RE: Solr takes time to warm up core with huge data

Srinivas Kashyap Thu, 04 Jun 2020 23:18:27 -0700

Thanks Shawn,

The filter queries are not complex. Below are the filter queries I’m running 
for the corresponding schema entry:

q=*:*&fq=PARENT_DOC_ID:100&fq=MODIFY_TS:[1970-01-01T00:00:00Z TO 
*]&fq=PHY_KEY2:"HQ012206"&fq=PHY_KEY1:"JACK"&rows=1000&sort=MODIFY_TS 
desc,LOGICAL_SECT_NAME asc,TRACK_ID desc,TRACK_INTER_ID asc,PHY_KEY1 
asc,PHY_KEY2 asc,PHY_KEY3 asc,PHY_KEY4 asc,PHY_KEY5 asc,PHY_KEY6 asc,PHY_KEY7 
asc,PHY_KEY8 asc,PHY_KEY9 asc,PHY_KEY10 asc,FIELD_NAME asc

This was the original query. Since there were lot of sorting fields, we decided 
to not do on the solr side, instead fetch the query response and do the sorting 
outside solr. This eliminated the need of more JVM memory which was allocated. 
Every time we ran this query, solr would crash exceeding the JVM memory. Now we 
are only running filter queries.

And regarding the filter cache, it is in default setup: (we are using default 
solrconfig.xml, and we have only added the request handler for DIH)

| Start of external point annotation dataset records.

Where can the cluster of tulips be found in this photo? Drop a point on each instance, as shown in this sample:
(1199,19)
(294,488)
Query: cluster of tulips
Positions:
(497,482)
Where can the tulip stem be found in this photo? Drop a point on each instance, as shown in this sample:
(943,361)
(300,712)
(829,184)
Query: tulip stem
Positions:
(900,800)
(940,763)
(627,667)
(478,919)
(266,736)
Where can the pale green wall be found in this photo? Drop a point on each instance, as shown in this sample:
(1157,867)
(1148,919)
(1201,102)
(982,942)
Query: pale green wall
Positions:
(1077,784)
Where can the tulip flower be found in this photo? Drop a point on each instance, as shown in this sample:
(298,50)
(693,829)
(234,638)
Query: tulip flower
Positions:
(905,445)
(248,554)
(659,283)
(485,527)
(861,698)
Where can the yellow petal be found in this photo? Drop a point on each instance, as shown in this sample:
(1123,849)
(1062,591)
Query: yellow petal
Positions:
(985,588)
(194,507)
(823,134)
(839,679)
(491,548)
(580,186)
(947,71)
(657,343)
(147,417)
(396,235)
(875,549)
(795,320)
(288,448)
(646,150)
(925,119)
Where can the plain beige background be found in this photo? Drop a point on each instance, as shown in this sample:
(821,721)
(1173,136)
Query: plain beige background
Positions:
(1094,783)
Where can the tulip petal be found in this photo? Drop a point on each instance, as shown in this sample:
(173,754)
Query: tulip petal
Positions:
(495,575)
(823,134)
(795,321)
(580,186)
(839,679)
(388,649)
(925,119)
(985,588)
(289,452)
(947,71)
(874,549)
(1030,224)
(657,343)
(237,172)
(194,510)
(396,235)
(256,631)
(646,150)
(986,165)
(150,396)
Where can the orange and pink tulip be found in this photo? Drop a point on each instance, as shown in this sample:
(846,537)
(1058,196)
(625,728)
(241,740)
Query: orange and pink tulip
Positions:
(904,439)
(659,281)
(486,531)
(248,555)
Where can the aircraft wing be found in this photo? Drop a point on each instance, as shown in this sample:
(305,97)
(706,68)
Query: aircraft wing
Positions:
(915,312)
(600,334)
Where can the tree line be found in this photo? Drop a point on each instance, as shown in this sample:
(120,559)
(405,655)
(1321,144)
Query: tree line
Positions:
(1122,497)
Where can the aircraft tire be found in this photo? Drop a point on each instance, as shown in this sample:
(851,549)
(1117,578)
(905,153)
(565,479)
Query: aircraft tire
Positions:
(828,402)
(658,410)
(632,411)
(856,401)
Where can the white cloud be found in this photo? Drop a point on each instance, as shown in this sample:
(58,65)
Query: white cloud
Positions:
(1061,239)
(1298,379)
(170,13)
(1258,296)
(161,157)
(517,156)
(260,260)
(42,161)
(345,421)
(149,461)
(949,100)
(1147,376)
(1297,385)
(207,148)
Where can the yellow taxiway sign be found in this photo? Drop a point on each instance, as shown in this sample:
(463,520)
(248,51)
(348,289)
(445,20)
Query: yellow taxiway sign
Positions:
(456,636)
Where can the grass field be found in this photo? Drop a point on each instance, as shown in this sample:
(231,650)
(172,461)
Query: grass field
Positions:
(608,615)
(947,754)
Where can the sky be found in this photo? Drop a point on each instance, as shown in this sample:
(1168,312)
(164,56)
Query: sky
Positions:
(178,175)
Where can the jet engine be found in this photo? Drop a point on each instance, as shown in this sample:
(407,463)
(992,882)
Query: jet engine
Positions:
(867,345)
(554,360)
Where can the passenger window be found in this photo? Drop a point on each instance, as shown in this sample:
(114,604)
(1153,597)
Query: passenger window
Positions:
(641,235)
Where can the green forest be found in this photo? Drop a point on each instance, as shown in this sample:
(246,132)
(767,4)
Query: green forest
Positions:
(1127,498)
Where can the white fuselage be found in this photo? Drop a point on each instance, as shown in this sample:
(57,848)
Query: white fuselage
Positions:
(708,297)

<filterCache class="solr.FastLRUCache"
                 size="512"
                 initialSize="512"
                 autowarmCount="0"/>

Now that you’re aware of the size and numbers, can you please let me know what 
values/size that I need to increase? Is there an advantage of moving this 
single core to solr cloud? If yes, can you let us know, how many shards/replica 
do we require for this core considering we allow it to grow as users transact. 
The updates to this core is not thru DIH delta import rather, we are using 
SolrJ to push the changes.

<schema.xml>
<field name="PARENT_DOC_ID"                                                     
                           type="string"  indexed="true"  stored="true"    
omitTermFreqAndPositions="true" />
<field name="MODIFY_TS"                                                         
                                 type="date"    indexed="true"  stored="true"   
 omitTermFreqAndPositions="true" />
<field name="PHY_KEY1"                                                          
                                   type="string"  indexed="true"  stored="true" 
   omitTermFreqAndPositions="true" />
<field name="PHY_KEY2"                                                          
                                   type="string"  indexed="true"  stored="true" 
   omitTermFreqAndPositions="true" />
<field name="PHY_KEY3"                                                          
                                   type="string"  indexed="true"  stored="true" 
   omitTermFreqAndPositions="true" />
<field name="PHY_KEY4"                                                          
                                   type="string"  indexed="true"  stored="true" 
   omitTermFreqAndPositions="true" />
<field name="PHY_KEY5"                                                          
                                   type="string"  indexed="true"  stored="true" 
   omitTermFreqAndPositions="true" />
<field name="PHY_KEY6"                                                          
                                   type="string"  indexed="true"  stored="true" 
   omitTermFreqAndPositions="true" />
<field name="PHY_KEY7"                                                          
                                   type="string"  indexed="true"  stored="true" 
   omitTermFreqAndPositions="true" />
<field name="PHY_KEY8"                                                          
                                   type="string"  indexed="true"  stored="true" 
   omitTermFreqAndPositions="true" />
<field name="PHY_KEY9"                                                          
                                   type="string"  indexed="true"  stored="true" 
   omitTermFreqAndPositions="true" />
<field name="PHY_KEY10"                                                         
                                  type="string"  indexed="true"  stored="true"  
  omitTermFreqAndPositions="true" />

Thanks,
Srinivas

On 6/4/2020 9:51 PM, Srinivas Kashyap wrote:
> We are on solr 8.4.1 and In standalone server mode. We have a core with 
> 497,767,038 Records indexed. It took around 32Hours to load data through DIH.
>
> The disk occupancy is shown below:
>
> 82G /var/solr/data/<corename>/data/index
>
> When I restarted solr instance and went to this core to query on solr admin 
> GUI, it is hanging and is showing "Connection to Solr lost. Please check the 
> Solr instance". But when I go back to dashboard, instance is up and I'm able 
> to query other cores.
>
> Also, querying on this core is eating up JVM memory allocated(24GB)/(32GB 
> RAM). A query(*:*) with filterqueries is overshooting the memory with OOM.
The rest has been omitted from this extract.